日 時  :  平成18年8月8日(火曜日)
13:00〜14:00
場 所  :  熊本ホテルキャッスル 2F キャッスルホール
テーマ  :  「ユニバーサル社会の基盤としてのユビキタス技術」
講 師  :  東京大学大学院 情報学環 教授  坂村 健 氏


事務局所感−セミナーを振り返って
  モノ、場所にコンピュータを組み込むことで、いつでも、どこでも、誰でも安心・安全に暮らせるユニバーサル社会を目指す、ユビキタスコンピューティング。 「極端な高齢化社会を迎える日本において、日本発のユビキタスによるインフラ・イノベーションを、世界に先駆け実現する。」と、熱く語りかける坂村教授。
  現在、教授が最も力を入れられていることのひとつが、誰もが人の助けを借りず、自分の意思で自由に移動するための「自律移動支援プロジェクト」であり、本年度、九州で唯一、熊本県だけが進める「くまもと安心移動ナビ・プロジェクト」です。
  今回のセミナーは、日本国内はもちろん、世界各地での各種実験を精力的にこなされ、「ユビキタス」の第一人者である坂村教授のお話を聴くことのできた大変貴重な講演であり、「日本発のユビキタスによるインフラ・イノベーション」の世界に触れ、また、「くまもと安心移動ナビ・プロジェクト」の可能性を感じることのできた大変に素晴らしいご講演だったと思います。 参加された方々にとっても、大いに勉強、参考となったのではないでしょうか。


講演要旨
1.日本発のインフラ・イノベーションの必要性
(1)イノベーションとは?
  1. イノベーションとは、経済学的に、定義のある言葉であり、「利益を生むための"差"新たに生む行為」である。

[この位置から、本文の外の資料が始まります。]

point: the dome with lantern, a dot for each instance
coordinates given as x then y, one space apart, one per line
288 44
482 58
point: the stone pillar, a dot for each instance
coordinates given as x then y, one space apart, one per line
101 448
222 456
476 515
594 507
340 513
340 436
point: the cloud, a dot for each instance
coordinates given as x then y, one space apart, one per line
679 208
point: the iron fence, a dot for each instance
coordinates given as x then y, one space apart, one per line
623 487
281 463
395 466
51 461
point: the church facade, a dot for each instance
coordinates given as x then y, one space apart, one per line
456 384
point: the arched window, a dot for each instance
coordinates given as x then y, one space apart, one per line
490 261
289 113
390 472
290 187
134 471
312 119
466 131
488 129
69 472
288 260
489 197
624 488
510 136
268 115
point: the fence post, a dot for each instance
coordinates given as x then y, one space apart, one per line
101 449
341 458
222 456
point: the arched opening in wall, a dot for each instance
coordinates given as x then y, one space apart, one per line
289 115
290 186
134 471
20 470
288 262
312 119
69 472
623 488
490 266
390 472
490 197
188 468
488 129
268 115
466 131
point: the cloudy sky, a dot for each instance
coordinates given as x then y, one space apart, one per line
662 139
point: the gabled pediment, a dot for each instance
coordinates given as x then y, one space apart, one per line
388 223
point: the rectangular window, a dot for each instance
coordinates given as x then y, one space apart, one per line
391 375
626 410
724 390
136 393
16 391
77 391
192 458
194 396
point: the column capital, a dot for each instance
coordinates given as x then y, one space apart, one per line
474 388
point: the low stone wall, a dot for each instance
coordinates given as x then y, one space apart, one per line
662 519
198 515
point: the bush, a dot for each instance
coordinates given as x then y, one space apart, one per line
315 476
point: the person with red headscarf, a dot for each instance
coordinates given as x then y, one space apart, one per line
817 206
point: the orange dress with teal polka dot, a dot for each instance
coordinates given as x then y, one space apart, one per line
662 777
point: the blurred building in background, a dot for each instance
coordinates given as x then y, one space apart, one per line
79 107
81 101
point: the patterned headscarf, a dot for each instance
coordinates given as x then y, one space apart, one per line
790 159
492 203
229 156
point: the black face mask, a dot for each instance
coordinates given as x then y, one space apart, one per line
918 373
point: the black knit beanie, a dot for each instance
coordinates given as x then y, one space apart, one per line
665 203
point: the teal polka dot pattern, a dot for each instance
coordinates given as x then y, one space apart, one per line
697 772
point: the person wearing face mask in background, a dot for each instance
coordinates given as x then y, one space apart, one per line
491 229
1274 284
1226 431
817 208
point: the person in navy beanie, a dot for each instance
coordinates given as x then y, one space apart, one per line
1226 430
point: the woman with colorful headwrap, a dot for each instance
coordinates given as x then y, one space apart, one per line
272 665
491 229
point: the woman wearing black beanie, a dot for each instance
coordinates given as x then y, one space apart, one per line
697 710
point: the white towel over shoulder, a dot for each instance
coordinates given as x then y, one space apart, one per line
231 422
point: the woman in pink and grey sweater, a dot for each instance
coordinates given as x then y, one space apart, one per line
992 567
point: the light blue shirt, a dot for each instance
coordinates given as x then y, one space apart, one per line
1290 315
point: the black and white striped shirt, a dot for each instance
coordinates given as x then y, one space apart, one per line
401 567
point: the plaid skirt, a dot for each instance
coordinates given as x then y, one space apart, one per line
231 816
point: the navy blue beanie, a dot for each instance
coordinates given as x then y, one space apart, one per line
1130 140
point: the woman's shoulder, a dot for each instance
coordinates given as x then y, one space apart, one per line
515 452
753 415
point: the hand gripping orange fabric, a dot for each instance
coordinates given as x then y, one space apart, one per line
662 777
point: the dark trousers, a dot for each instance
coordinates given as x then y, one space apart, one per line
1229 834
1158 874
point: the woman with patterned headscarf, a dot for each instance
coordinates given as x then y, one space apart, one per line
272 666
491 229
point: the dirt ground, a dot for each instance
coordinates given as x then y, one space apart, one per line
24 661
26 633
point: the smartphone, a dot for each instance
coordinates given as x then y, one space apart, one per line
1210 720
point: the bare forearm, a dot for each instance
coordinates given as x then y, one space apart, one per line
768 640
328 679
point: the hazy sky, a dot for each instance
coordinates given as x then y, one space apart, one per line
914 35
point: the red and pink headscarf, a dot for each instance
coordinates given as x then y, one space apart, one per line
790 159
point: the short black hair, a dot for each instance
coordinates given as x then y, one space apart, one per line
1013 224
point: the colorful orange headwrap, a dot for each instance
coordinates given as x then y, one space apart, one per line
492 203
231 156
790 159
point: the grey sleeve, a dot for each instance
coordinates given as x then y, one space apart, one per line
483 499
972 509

  2. 遠隔地貿易を例にとってみると、生産コストの安さに注目して、中国でモノを生産し、日本に輸入する。しかし、沢山の会社が同じことを行うと、差は埋まり、利益は生まれなくなる。この場合、新しい国を開拓していくことが、イノベーションといえることになる。

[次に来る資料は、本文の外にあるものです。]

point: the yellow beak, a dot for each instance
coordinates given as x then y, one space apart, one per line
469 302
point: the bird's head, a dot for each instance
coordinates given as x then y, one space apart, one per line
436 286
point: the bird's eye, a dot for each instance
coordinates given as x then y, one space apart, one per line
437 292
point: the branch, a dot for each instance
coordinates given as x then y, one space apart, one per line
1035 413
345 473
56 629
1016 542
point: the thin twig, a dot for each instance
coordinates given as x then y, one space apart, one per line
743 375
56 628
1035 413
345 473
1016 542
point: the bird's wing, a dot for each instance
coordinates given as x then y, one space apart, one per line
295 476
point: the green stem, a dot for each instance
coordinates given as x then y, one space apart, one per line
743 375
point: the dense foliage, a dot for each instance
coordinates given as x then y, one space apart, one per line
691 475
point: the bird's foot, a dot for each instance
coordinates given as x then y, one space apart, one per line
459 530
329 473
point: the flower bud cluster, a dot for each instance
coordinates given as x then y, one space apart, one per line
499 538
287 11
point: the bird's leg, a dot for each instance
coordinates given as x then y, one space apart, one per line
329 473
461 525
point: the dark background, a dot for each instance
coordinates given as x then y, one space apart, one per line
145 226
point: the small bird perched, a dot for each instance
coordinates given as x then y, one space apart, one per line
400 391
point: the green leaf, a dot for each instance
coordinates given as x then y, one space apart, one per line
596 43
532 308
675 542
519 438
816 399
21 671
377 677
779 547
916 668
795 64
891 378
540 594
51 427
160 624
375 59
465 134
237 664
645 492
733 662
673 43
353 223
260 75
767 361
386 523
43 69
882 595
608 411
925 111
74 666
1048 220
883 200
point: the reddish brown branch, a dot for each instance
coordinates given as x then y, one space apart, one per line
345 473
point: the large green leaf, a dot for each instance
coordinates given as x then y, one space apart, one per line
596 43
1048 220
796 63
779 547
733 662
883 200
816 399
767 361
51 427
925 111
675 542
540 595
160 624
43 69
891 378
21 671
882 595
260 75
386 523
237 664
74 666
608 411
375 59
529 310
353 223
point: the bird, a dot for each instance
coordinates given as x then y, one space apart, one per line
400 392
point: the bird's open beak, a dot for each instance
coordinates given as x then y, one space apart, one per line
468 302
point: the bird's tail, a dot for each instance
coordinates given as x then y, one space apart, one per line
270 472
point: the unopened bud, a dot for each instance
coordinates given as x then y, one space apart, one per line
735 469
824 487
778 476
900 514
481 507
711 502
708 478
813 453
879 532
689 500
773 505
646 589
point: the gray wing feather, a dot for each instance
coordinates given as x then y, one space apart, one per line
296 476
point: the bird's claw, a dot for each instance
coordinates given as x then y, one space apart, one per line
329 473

  3. イノベーションは、「技術革新」を訳されることが多いが、今の技術は複雑であり、技術だけで革新を起こせるものではない。制度、法律といった社会構造のなかに、新しい技術を取り込むなど、総合的な考察が必要である。
(2)インフラ・イノベーション
  他のイノベーションを生むイノベーションには、2種あり、「要素技術イノベーション」と「インフラ・イノベーション」に分類される。
(@)要素技術イノベーション
  「コンクリート」、「合成ゴム」、「半導体」、「液晶」など、日本の得意とする部分である。
(A)インフラ・イノベーション
  「銀行」、「高速道路」、「電話」、「インターネット」など、今の日本で広く利用されているものであるが、日本で創られたものは皆無である。
(B)要素技術型とインフラ型の違い
  要素技術型では、製品とするまでに、他の多くの要素技術との「すりあわせ」が必要となる。例えば、「液晶」を例にとって考えてみると、「液晶」という要素技術があっても、それを製品、例えば、テレビとして製品にするまでには、各種回路、筐体などの他の技術要素とのすりあわせが必要となる。

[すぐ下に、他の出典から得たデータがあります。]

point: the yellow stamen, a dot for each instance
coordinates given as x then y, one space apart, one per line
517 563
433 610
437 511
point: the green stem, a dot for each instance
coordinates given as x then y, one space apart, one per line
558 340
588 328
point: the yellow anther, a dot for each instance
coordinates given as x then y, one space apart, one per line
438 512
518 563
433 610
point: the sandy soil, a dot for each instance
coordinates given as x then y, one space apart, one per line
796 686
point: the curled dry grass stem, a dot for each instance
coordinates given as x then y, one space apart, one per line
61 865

  これに対しインフラ型では、「すりあわせ」は一切必要ない。道路を造っても、特に他の技術とすりあわせをする必要はなく、車は自由に道路上を走ることができる。インターネットにおいても、一度、しくみを創ってしまえば、自由にコンピュータを接続して利用することができる。
(C)さらに重要な違い
  要素技術型は、他のプロダクト・イノベーションとの連携が不得意である。再度、「液晶」の例をとると、「すりあわせ」を行ってテレビを作り、次にデジカメを作ろうとしても、再度、1からの「すりあわせ」が必要となる。つまりイノベーションを起こすには、大変な手間がかかるということである。
  インフラ型では、例えばWindowsの場合、ワープロソフトも在庫管理ソフトもWindowsに合わせて作ることにより、それぞれ専用のハードウェアが必要にはならない。
(D)インターネットが典型的成功例
  インフラ・イノベーションは、「すりあわせ」の少なさによる開発コストと時間を縮小でき、また、「ネットワーク」による新たなイノベーション機会創出につながり、イノベーションの効率化が図れることになる。
  ICTの世界では、「すりあわせ」の相対コストが大きく、「ネットワーク」の効果が大きいため、インフラ型の効果が特に大きい。インターネットが、その典型的成功例と言える。
(E)死の谷(death valley ⇒研究成果からその実用化までの「儲からない期間」)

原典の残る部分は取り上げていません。